Execute the script again:

python3 main.py

The output will now include the mean of the 5 scores, giving you a single, representative performance metric.

Scores: [0.96666667 1.         0.96666667 0.96666667 1.        ]
Mean score: 0.9800000000000001

Compute standard deviation of CV scores with scores.std()

The mean score tells us the average performance, but it doesn't tell us how consistent that performance is. The standard deviation of the scores gives us a measure of this variance.

Interpreting standard deviation:

  • Low std (< 0.05): Model performs consistently across all data subsets
  • Medium std (0.05-0.15): Moderate variation, acceptable for most cases
  • High std (> 0.15): Large performance variation, may indicate data issues or model instability

A low standard deviation indicates that the model's performance is stable across different subsets of the data, while a high standard deviation suggests that performance is more variable.

Just like .mean(), NumPy arrays also have a .std() method to calculate the standard deviation.

Add the final piece of code to your main.py script to compute and print the standard deviation:

## Compute and print the standard deviation of the scores
std_dev = scores.std()
print("Standard deviation:", std_dev)

Your final main.py script is now complete and should look like this:

import numpy as np
from sklearn import datasets
from sklearn.svm import SVC
from sklearn.model_selection import cross_val_score

## Load the iris dataset
iris = datasets.load_iris()
X, y = iris.data, iris.target

## Initialize a Support Vector Classifier (SVC)
## Parameters explained:
## - kernel='linear': Uses a linear kernel for linearly separable data like Iris
## - C=1: Regularization parameter (higher values = less regularization)
## - random_state=42: Ensures reproducible results across runs
clf = SVC(kernel='linear', C=1, random_state=42)

## --- Your code will go below this line ---

## Perform 5-fold cross-validation
scores = cross_val_score(clf, X, y, cv=5)

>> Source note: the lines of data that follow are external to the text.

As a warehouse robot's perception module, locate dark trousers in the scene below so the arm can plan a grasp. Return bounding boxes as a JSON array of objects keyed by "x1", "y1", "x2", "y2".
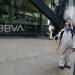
[{"x1": 73, "y1": 63, "x2": 75, "y2": 75}]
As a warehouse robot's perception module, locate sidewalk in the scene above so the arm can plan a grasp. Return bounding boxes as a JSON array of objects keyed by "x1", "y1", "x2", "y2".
[{"x1": 0, "y1": 37, "x2": 75, "y2": 75}]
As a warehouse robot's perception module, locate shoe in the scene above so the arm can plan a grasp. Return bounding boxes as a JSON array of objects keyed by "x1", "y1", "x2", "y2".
[
  {"x1": 64, "y1": 65, "x2": 71, "y2": 69},
  {"x1": 59, "y1": 66, "x2": 64, "y2": 70}
]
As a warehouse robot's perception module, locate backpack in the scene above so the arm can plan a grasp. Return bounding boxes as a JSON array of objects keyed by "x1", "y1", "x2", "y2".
[{"x1": 60, "y1": 30, "x2": 73, "y2": 40}]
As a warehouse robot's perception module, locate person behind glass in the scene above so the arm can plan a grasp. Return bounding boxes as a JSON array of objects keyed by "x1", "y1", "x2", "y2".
[{"x1": 55, "y1": 20, "x2": 73, "y2": 69}]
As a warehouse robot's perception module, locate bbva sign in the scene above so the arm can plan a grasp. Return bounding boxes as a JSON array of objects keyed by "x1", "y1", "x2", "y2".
[{"x1": 0, "y1": 25, "x2": 24, "y2": 32}]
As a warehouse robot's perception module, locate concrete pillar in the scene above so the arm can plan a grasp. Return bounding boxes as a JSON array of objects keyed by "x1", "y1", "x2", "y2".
[{"x1": 40, "y1": 13, "x2": 43, "y2": 34}]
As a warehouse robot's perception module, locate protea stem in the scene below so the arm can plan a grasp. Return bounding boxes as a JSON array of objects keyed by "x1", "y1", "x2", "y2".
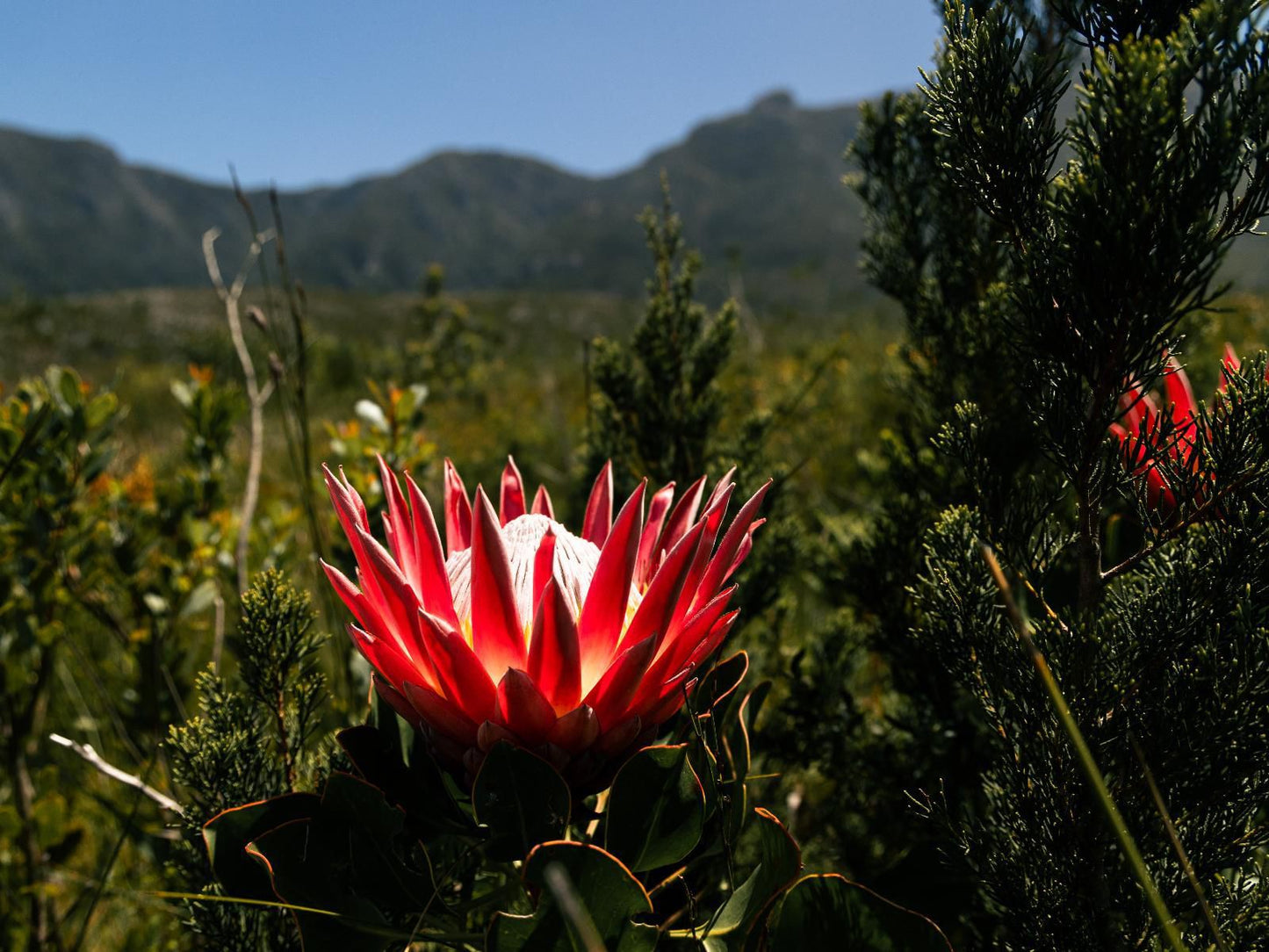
[{"x1": 982, "y1": 545, "x2": 1186, "y2": 952}]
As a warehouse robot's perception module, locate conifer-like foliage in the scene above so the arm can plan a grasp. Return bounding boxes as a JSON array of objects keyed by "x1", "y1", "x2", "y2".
[
  {"x1": 804, "y1": 0, "x2": 1269, "y2": 949},
  {"x1": 588, "y1": 180, "x2": 736, "y2": 487},
  {"x1": 168, "y1": 570, "x2": 330, "y2": 952}
]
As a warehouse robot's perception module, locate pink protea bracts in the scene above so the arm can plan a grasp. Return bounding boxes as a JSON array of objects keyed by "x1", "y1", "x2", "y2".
[
  {"x1": 1110, "y1": 344, "x2": 1269, "y2": 514},
  {"x1": 322, "y1": 458, "x2": 769, "y2": 787}
]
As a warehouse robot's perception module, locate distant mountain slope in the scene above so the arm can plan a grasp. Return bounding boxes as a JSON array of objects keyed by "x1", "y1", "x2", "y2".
[{"x1": 0, "y1": 93, "x2": 862, "y2": 306}]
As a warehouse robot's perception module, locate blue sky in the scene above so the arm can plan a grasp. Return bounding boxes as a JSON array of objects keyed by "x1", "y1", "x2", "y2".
[{"x1": 7, "y1": 0, "x2": 939, "y2": 186}]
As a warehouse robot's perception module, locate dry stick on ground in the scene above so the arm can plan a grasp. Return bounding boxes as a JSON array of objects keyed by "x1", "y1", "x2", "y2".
[
  {"x1": 203, "y1": 228, "x2": 273, "y2": 593},
  {"x1": 982, "y1": 545, "x2": 1186, "y2": 952},
  {"x1": 48, "y1": 733, "x2": 185, "y2": 816}
]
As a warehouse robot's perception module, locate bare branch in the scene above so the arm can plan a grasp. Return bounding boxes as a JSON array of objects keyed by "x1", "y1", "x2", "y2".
[
  {"x1": 48, "y1": 733, "x2": 185, "y2": 816},
  {"x1": 203, "y1": 228, "x2": 273, "y2": 592}
]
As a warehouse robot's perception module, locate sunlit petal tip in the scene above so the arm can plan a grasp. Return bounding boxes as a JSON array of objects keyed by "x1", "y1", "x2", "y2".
[
  {"x1": 585, "y1": 636, "x2": 656, "y2": 729},
  {"x1": 471, "y1": 487, "x2": 525, "y2": 678},
  {"x1": 531, "y1": 482, "x2": 554, "y2": 519},
  {"x1": 591, "y1": 715, "x2": 644, "y2": 756},
  {"x1": 581, "y1": 459, "x2": 613, "y2": 547},
  {"x1": 577, "y1": 480, "x2": 647, "y2": 681},
  {"x1": 547, "y1": 704, "x2": 599, "y2": 754},
  {"x1": 444, "y1": 456, "x2": 472, "y2": 555},
  {"x1": 497, "y1": 667, "x2": 556, "y2": 744},
  {"x1": 528, "y1": 578, "x2": 581, "y2": 712}
]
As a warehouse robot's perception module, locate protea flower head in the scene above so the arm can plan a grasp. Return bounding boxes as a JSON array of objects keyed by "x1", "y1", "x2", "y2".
[
  {"x1": 323, "y1": 458, "x2": 769, "y2": 787},
  {"x1": 1110, "y1": 344, "x2": 1240, "y2": 513}
]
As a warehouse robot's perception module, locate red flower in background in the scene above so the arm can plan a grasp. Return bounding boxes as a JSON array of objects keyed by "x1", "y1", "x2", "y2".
[
  {"x1": 1110, "y1": 344, "x2": 1240, "y2": 511},
  {"x1": 323, "y1": 458, "x2": 770, "y2": 786}
]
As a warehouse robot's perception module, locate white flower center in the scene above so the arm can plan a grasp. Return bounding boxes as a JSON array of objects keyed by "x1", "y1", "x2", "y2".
[{"x1": 445, "y1": 513, "x2": 599, "y2": 638}]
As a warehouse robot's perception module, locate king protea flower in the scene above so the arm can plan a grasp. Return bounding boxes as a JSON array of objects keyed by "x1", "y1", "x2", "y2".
[
  {"x1": 1110, "y1": 344, "x2": 1240, "y2": 513},
  {"x1": 323, "y1": 458, "x2": 769, "y2": 786}
]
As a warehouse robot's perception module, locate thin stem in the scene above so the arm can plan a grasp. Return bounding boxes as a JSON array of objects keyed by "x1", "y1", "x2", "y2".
[
  {"x1": 982, "y1": 545, "x2": 1188, "y2": 952},
  {"x1": 1101, "y1": 472, "x2": 1260, "y2": 582},
  {"x1": 203, "y1": 228, "x2": 273, "y2": 592},
  {"x1": 1129, "y1": 736, "x2": 1229, "y2": 952}
]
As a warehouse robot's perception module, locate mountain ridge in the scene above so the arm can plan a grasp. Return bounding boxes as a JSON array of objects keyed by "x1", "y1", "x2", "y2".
[{"x1": 0, "y1": 91, "x2": 862, "y2": 306}]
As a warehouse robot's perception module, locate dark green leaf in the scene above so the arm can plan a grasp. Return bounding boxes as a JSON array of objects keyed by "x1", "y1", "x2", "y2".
[
  {"x1": 604, "y1": 744, "x2": 705, "y2": 872},
  {"x1": 472, "y1": 741, "x2": 573, "y2": 859},
  {"x1": 203, "y1": 793, "x2": 320, "y2": 898},
  {"x1": 336, "y1": 725, "x2": 472, "y2": 838}
]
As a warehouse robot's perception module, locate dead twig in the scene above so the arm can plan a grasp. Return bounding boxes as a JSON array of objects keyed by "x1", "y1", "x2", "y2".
[
  {"x1": 48, "y1": 733, "x2": 185, "y2": 816},
  {"x1": 203, "y1": 228, "x2": 273, "y2": 592}
]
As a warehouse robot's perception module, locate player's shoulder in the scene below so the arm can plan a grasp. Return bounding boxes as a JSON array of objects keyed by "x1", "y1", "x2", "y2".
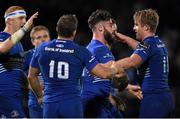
[
  {"x1": 87, "y1": 39, "x2": 108, "y2": 52},
  {"x1": 0, "y1": 32, "x2": 11, "y2": 41}
]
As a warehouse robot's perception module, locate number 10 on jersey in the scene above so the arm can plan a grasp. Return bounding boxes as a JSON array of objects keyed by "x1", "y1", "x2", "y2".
[{"x1": 49, "y1": 60, "x2": 69, "y2": 79}]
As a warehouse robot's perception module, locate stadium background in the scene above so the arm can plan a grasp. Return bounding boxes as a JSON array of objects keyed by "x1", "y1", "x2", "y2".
[{"x1": 0, "y1": 0, "x2": 180, "y2": 117}]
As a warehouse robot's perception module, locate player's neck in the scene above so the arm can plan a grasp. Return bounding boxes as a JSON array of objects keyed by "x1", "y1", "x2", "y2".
[
  {"x1": 92, "y1": 34, "x2": 107, "y2": 45},
  {"x1": 3, "y1": 26, "x2": 16, "y2": 35},
  {"x1": 142, "y1": 32, "x2": 155, "y2": 40},
  {"x1": 58, "y1": 36, "x2": 74, "y2": 41}
]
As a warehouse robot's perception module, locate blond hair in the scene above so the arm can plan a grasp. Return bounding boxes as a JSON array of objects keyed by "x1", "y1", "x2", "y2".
[
  {"x1": 30, "y1": 25, "x2": 49, "y2": 40},
  {"x1": 4, "y1": 6, "x2": 24, "y2": 16},
  {"x1": 133, "y1": 9, "x2": 159, "y2": 32}
]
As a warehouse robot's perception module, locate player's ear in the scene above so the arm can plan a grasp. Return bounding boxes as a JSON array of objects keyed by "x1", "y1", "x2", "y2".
[
  {"x1": 144, "y1": 24, "x2": 150, "y2": 31},
  {"x1": 98, "y1": 24, "x2": 104, "y2": 32},
  {"x1": 56, "y1": 26, "x2": 58, "y2": 32}
]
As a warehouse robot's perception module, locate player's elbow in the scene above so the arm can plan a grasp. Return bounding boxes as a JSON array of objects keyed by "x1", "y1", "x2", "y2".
[{"x1": 0, "y1": 45, "x2": 7, "y2": 54}]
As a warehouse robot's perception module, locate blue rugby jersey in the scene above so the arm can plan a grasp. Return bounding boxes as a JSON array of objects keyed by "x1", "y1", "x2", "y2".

## Print the array of scores
print("Scores:", scores)

## Compute and print the mean of the scores
mean_score = scores.mean()
print("Mean score:", mean_score)

## Compute and print the standard deviation of the scores
std_dev = scores.std()
print("Standard deviation:", std_dev)

Run the script one last time:

python3 main.py

The final output will show the array of scores, their mean, and their standard deviation, giving you a comprehensive evaluation of your model's performance.

Scores: [0.96666667 1.         0.96666667 0.96666667 1.        ]
Mean score: 0.9800000000000001
Standard deviation: 0.016329931618554516

Summary

Congratulations on completing this lab! You have successfully learned how to perform and interpret a k-fold cross-validation using scikit-learn.

In this lab, you have:

  • Understood the importance of cross-validation for robust model evaluation.
  • Used the cross_val_score function to easily perform 5-fold cross-validation on a Support Vector Classifier.
  • Analyzed the results by calculating and printing the mean and standard deviation of the cross-validation scores.

Practical tips for cross-validation:

  • Use 5-fold or 10-fold CV for most scenarios
  • Consider stratified CV for imbalanced datasets
  • Use cross_validate instead of cross_val_score for multiple metrics
  • Always set random_state for reproducible results

This technique is a fundamental part of the machine learning workflow, ensuring that your model's performance is reliable and not just a result of a lucky train-test split. You can now apply this knowledge to evaluate your own machine learning models with greater confidence.